Der Beitrag von Hartmut Dorgerloh und Franco Stella über das bauliche Konzept des Humboldt-Forums bedarf an einer Stelle der Präzisierung. Die Autoren schreiben im Blick auf die Wiederherstellung der Kuppel von 1856 über dem Westportal des Gebäudes, dass diese Kuppel „sich bereits die von Philipp Oswalt erwähnte Expertenkommission explizit vorstellen konnte“. In den Empfehlungen der vom Bundesbauministerium und der Senatsverwaltung für Stadtentwicklung im Jahre 2001 einberufenen Kommission war die Kuppel nicht enthalten. In der „Begründung und Erläuterung der Empfehlungen“ im detaillierten Abschlussbericht der Kommission, die eine Vorlage für die Bundestagsentscheidung zu erarbeiten hatte, wird dieses Fehlen mit dem Zusatz erläutert: „… was hier möglich und tunlich ist, muss die Arbeit am architektonischen Entwurf klären.“
Das geschah in dem 2008 siegreichen Entwurf von Franco Stella, dem auf Antrag und mit den Stimmen der Regierungskoalition aus CDU und FDP am 11. Dezember 2007 ein Beschluss des Deutschen Bundestags vorangegangen war; dieser schrieb „die Festlegung zur Errichtung einer Kuppel im Bereich des ehemaligen Hauptportals als Vorgabe des Bauherrn“ fest. Franco Stella ebenso wie die jeweils mit einem dritten Preis bedachten Architekten Hans Kollhoff und Christoph Mäckler entschieden sich in ihren Wettbewerbsbeiträgen für die Rekonstruktion der historischen Kuppel von August Stüler; der mit einem Sonderpreis bedachte Entwurf von Johannes Kuehn zeigte stattdessen einen ausgedehnten gläsernen Aufsatz.

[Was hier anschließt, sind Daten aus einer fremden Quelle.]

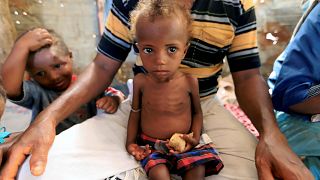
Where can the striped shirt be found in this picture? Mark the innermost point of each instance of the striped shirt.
(221, 28)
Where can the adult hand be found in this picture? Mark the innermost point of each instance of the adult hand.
(274, 158)
(35, 39)
(109, 104)
(36, 141)
(6, 145)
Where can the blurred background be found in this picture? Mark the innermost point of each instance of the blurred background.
(81, 22)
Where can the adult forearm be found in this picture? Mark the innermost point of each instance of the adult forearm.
(309, 106)
(255, 101)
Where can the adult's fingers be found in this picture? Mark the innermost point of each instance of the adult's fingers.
(264, 172)
(38, 160)
(16, 156)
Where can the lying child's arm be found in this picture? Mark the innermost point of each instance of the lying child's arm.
(15, 65)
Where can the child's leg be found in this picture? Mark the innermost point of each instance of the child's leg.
(160, 172)
(195, 173)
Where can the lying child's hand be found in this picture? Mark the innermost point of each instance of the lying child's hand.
(108, 103)
(34, 39)
(138, 152)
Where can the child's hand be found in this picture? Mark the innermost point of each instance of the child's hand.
(108, 103)
(35, 39)
(138, 152)
(191, 142)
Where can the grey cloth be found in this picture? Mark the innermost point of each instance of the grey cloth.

Der mit einem weiteren dritten Preis bedachte Entwurf von Ecchelli e Campagnola für sein Teil präsentierte eine abstrahierend-vereinfachte Version der Stüler-Kuppel. Der nun vollendete Schlüter-Eosander-Stella-Bau macht deutlich, dass es keine mit Stadtbild und Westfassade verträgliche Alternative zu der Kuppel von August Stüler geben konnte. Dass deren Erneuerung mit derselben gleichsam denkmalpflegerischen Treue erfolgen musste wie bei den Fassaden von Schlüter und Eosander, ergab sich aus Stellas Gesamtkonzept mit seinem klaren Kontrast wiedererstandener alter und zeitgenössisch neuer Partien des Bauwerks. Die Stüler-Kuppel durch Entfernung bestimmter Teile zu zensieren, schloss dieses Konzept definitiv aus.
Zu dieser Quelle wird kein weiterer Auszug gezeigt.